Markos ging an die Tür und zog sie auf. Die Angeln kreischten so laut, daß Conn zusammenzuckte.
»Ich könnte dieses Quietschen noch hören, wenn wir auf der anderen Seite des Walls um die Welt wären«, beschwerte er sich. »Öl sie, oder die Berge werden sie für eine Alarmglocke halten.«
»Aye, mein Lord«, stimmte Markos zu. Wenn sie allein oder mit Leuten zusammen waren, die Conns wahre Identität nicht kannten, hieß es meistens »mein Junge« oder »Master Conn«. Aber seit Conns fünfzehntem Geburtstag hatte Markos ihn in Anwesenheit solcher, die Bescheid wußten, stets respektvoll mit seinem Titel angeredet.
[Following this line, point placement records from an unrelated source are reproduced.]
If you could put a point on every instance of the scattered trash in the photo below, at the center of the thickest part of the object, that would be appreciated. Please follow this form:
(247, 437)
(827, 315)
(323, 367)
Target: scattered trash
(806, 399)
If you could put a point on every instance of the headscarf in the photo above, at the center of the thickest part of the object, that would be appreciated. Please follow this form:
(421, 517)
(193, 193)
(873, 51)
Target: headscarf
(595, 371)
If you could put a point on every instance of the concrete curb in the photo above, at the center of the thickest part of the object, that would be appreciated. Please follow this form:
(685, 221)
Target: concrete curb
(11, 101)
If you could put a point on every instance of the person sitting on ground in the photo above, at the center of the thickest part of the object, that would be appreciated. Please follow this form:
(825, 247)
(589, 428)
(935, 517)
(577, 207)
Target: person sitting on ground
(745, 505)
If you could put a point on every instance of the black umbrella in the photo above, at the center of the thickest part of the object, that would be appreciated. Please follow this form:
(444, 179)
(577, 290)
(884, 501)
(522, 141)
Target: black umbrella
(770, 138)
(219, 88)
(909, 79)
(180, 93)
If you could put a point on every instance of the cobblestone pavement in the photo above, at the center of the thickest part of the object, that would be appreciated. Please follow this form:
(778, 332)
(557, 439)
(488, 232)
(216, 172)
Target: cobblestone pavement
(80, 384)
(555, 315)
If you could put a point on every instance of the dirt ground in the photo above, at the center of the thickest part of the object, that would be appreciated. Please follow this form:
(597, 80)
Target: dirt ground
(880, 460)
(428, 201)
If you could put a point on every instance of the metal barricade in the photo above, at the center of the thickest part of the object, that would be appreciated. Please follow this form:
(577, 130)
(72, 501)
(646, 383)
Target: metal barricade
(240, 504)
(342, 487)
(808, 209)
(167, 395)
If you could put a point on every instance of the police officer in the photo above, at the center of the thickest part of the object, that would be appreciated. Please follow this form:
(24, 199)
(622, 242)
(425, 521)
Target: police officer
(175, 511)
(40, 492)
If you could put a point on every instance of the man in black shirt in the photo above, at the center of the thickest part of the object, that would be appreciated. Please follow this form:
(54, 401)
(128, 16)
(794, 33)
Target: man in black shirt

Ein halbes Dutzend Männer in Reitkleidung drängte sich in die Hütte, in der Conn, Markos und die anderen geschlafen hatten. Trotz des kleinen, dem Schutz vor dem Wetter dienenden Vorraums strömten der eisige Wind und die Graupeln mit ihnen ins Innere, und der letzte hatte Mühe, die Tür zu schließen.